City Treasurer’s Office
- Corey Kemp – convicted of corruption (2005)
And there are others, too, like the city’s former sheriff – yes, the fifth-largest city in the U.S. still has, for reasons no one really understands, a sheriff – has been indicted for taking hundreds of thousands of dollars in bribes; the Philadelphia Housing Authority fired its executive director in 2010 after spending more than a million dollars to defend itself from charges stemming from the director’s sexual harassment of members of his staff and hundreds of thousands more in damages to those he harassed; a Philadelphia school superintendent stepped down after it was discovered that he had required school district employees to make repairs and renovations on his beach house at the Jersey shore; and many, many more.
But this particular piece is supposed to be about Philadelphia’s city council, right? So let’s not forget them.
- Isadore Bellis – convicted of misfeasance, malfeasance, and nonfeasance for accepting bribes (1966)
- George Schwartz – convicted of conspiracy and extortion for soliciting and accepting bribes in the Abscam scandal (1980)
- Harry Jannotti – convicted of accepting bribes in the Abscam scandal (1980)
- Louis Johanson – convicted of accepting bribes in the Abscam scandal (1980)
- Leland Beloff – convicted of attempting to extort $1 million from a developer (1987)
James Tayoun – pleaded guilty to ten counts of racketeering, mail fraud, tax evasion, and obstruction of justice (1991)
- Rick Mariano – convicted of conspiracy, bribery, money-laundering, fraud, and tax charges for accepting bribes from business owners in exchange for regulatory favors, tax breaks, low-priced city land, and a school district contract (2006)
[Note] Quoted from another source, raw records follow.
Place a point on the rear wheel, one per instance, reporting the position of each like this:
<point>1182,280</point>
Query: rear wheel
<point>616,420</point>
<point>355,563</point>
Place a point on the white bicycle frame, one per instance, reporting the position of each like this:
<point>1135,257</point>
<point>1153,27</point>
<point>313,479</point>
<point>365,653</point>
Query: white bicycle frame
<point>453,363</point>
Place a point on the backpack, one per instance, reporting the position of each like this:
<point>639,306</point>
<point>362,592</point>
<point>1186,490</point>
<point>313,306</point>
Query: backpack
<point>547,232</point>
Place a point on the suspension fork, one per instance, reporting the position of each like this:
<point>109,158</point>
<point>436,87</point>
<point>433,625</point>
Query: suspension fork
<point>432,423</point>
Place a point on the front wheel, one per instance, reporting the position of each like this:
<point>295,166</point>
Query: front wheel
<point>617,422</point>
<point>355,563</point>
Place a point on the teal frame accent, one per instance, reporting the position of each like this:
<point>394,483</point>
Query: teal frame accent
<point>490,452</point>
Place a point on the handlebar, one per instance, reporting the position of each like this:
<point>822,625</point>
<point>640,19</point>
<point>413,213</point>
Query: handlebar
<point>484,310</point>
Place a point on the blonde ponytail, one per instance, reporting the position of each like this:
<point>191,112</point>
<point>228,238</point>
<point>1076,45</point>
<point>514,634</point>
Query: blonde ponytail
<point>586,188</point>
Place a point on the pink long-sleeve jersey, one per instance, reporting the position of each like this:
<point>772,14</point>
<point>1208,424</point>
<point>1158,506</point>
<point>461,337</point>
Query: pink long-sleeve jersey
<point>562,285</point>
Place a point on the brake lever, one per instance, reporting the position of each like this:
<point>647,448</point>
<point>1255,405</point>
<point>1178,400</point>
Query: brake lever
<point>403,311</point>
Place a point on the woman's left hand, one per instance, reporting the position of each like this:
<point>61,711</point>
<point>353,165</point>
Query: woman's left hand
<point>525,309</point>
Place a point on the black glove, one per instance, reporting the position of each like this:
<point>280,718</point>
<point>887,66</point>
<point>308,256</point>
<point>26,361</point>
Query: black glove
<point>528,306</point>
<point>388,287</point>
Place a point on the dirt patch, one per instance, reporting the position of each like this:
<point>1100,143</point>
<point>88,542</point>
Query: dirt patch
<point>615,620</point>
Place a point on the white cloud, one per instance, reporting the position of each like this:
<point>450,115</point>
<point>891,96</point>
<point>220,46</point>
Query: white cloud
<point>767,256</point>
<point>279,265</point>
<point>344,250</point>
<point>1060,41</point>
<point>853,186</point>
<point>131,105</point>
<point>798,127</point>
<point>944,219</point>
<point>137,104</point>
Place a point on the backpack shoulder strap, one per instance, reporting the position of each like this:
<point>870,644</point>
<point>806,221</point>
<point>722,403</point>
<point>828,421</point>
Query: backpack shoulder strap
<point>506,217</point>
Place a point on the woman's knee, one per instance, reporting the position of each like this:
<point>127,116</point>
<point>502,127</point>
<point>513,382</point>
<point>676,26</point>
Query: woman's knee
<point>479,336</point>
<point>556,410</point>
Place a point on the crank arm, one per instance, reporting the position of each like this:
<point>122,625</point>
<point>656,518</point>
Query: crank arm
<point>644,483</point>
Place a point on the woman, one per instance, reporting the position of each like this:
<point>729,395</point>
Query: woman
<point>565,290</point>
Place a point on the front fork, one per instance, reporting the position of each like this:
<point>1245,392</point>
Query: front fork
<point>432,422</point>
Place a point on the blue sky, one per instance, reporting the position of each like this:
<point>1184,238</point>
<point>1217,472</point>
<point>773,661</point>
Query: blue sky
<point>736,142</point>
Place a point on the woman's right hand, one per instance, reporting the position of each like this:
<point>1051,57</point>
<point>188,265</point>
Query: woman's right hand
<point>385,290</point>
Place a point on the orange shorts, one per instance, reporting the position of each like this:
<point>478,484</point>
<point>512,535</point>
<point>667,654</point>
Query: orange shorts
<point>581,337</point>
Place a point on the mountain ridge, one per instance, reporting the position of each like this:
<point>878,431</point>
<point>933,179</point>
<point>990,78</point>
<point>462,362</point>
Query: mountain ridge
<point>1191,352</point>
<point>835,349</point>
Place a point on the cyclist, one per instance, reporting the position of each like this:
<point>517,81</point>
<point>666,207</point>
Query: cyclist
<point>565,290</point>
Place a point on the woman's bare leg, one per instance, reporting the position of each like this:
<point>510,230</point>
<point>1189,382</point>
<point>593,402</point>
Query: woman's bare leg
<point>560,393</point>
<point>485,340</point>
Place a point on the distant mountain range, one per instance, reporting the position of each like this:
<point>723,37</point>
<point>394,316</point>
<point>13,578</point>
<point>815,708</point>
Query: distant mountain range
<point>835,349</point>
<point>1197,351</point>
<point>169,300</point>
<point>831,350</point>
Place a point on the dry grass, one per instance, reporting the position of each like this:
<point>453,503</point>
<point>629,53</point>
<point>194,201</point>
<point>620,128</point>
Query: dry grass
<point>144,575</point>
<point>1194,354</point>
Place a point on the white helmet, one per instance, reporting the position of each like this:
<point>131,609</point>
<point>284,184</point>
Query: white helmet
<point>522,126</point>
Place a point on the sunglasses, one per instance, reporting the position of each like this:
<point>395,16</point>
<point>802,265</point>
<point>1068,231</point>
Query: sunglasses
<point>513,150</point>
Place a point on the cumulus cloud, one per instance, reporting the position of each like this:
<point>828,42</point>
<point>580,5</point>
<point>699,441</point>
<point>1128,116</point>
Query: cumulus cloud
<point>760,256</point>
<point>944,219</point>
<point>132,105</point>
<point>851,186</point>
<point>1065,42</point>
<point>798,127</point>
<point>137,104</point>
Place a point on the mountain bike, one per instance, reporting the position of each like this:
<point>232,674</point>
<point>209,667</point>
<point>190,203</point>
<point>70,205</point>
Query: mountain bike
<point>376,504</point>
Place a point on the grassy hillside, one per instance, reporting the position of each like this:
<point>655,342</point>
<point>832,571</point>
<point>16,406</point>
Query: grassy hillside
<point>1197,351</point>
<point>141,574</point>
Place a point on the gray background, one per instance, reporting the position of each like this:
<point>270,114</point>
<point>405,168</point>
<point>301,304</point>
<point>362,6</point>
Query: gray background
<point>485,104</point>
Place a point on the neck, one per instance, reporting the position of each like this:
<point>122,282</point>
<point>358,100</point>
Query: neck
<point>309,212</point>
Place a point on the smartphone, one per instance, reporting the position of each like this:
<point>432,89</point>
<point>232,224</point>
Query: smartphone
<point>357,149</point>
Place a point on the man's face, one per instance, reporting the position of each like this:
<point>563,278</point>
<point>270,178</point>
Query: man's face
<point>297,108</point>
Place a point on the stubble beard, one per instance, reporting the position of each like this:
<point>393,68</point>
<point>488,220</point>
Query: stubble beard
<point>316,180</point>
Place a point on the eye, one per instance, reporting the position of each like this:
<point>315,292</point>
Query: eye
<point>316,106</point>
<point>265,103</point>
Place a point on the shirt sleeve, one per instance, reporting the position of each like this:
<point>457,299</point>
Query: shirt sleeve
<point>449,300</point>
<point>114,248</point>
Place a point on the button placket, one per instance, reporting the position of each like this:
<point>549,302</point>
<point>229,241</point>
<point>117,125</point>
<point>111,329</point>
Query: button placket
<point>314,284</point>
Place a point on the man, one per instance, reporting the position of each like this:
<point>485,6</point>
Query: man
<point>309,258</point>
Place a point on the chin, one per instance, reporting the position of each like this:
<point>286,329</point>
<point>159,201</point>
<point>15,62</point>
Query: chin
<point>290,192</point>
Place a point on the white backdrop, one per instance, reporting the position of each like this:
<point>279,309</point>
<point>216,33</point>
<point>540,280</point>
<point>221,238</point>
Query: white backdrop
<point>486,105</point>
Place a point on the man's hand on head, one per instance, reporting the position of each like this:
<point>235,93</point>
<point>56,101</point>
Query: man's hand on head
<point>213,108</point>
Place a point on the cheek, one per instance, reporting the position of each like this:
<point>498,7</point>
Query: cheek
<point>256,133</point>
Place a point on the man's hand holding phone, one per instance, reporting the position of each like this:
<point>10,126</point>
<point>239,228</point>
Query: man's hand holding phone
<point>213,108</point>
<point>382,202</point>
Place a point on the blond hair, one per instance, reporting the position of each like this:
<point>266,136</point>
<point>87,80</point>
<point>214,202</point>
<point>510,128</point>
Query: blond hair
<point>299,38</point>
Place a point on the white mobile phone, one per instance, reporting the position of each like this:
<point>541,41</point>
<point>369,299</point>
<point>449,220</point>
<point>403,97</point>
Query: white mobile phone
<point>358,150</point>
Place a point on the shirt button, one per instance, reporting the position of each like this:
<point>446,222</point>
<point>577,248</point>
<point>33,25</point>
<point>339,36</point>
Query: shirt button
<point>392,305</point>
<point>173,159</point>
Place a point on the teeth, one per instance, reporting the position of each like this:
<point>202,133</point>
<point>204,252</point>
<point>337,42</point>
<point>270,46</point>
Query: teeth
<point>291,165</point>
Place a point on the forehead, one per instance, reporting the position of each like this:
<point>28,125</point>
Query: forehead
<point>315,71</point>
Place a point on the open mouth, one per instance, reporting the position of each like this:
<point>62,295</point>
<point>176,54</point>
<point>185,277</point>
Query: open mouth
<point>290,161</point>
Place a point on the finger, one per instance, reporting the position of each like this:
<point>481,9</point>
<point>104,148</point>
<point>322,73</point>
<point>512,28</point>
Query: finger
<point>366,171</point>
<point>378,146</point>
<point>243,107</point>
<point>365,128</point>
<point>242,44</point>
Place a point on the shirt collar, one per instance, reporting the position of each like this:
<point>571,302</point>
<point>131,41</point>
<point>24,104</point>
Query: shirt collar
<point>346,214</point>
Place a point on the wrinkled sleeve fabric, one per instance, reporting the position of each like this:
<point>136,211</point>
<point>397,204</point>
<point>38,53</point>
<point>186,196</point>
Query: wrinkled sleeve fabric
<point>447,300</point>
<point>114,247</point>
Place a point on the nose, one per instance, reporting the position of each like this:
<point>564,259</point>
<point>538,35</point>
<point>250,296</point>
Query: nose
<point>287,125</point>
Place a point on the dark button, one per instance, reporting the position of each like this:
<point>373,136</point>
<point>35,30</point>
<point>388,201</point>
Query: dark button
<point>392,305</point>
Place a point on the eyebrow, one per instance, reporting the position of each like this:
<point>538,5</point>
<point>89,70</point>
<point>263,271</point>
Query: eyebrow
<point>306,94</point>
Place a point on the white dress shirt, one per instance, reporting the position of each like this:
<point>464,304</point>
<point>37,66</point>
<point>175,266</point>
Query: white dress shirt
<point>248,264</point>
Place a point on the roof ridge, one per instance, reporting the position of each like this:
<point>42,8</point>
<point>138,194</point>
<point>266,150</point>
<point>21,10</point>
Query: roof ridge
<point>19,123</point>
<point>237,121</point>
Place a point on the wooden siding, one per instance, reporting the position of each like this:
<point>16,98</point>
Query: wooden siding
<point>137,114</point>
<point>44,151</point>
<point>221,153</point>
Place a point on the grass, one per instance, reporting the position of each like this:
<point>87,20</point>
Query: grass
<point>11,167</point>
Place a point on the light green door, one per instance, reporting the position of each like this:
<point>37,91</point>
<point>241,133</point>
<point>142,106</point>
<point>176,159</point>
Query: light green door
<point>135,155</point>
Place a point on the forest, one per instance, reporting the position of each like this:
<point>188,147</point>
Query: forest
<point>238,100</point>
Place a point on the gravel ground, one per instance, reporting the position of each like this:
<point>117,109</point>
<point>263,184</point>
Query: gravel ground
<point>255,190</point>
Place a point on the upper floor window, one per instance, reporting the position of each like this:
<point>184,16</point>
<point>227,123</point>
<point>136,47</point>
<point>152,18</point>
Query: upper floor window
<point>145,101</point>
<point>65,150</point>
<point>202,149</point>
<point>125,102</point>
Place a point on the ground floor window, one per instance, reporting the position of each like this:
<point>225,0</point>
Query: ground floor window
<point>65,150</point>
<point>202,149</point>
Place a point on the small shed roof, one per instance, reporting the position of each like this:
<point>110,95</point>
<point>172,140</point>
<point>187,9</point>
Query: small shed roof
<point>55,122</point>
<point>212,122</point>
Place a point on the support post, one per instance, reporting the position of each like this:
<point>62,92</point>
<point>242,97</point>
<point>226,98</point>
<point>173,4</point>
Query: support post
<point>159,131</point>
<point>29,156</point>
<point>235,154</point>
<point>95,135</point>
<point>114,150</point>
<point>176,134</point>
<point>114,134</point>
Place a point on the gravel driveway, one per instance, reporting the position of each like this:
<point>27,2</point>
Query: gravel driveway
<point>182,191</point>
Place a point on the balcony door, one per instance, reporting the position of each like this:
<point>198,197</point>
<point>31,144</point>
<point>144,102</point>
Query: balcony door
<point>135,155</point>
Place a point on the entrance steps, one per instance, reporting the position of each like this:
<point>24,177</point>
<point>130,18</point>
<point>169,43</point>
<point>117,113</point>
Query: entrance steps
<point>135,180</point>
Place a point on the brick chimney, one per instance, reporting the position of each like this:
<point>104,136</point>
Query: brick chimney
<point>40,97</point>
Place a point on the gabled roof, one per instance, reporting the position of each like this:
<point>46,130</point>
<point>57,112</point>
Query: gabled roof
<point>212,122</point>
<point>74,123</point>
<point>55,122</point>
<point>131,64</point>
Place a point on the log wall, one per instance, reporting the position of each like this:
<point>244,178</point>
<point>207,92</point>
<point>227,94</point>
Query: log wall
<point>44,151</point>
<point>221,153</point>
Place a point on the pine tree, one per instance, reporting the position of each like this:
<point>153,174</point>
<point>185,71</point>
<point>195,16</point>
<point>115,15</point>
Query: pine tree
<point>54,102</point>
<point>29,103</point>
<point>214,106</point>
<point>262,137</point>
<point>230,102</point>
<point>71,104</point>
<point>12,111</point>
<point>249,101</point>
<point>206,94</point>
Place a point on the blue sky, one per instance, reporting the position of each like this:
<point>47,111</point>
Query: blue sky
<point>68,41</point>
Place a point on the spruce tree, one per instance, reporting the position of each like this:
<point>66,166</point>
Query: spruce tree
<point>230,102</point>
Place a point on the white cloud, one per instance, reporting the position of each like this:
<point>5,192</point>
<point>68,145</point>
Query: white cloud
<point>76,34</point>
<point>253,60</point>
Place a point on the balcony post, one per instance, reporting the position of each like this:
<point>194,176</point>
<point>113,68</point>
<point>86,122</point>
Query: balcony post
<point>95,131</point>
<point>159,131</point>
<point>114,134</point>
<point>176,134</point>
In 1903, the crusading reporter Lincoln Steffens described Philadelphia as “corrupt and contented” in the pages of one of the most popular magazines in the country at that time. (The Curmudgeon’s first job as a writer was for a non-profit “good government” organization that was created in response to that charge.) But more than 100 years later, it looks as if little has changed.
So when The Curmudgeon says he believes Philadelphia city council members should attend their annual ethics training, that the city’s ethics board should act more forcefully to compel them to attend, and that there should be consequences for failing to attend, he thinks he’s on pretty solid ground.
And when that ethics board, in response to a newspaper article detailing its failures, insists it will do better in the future, he thinks he’s on equally solid ground when he says he’ll believe it when he sees it.
Philadelphia: well into a second century of corrupt and very contented.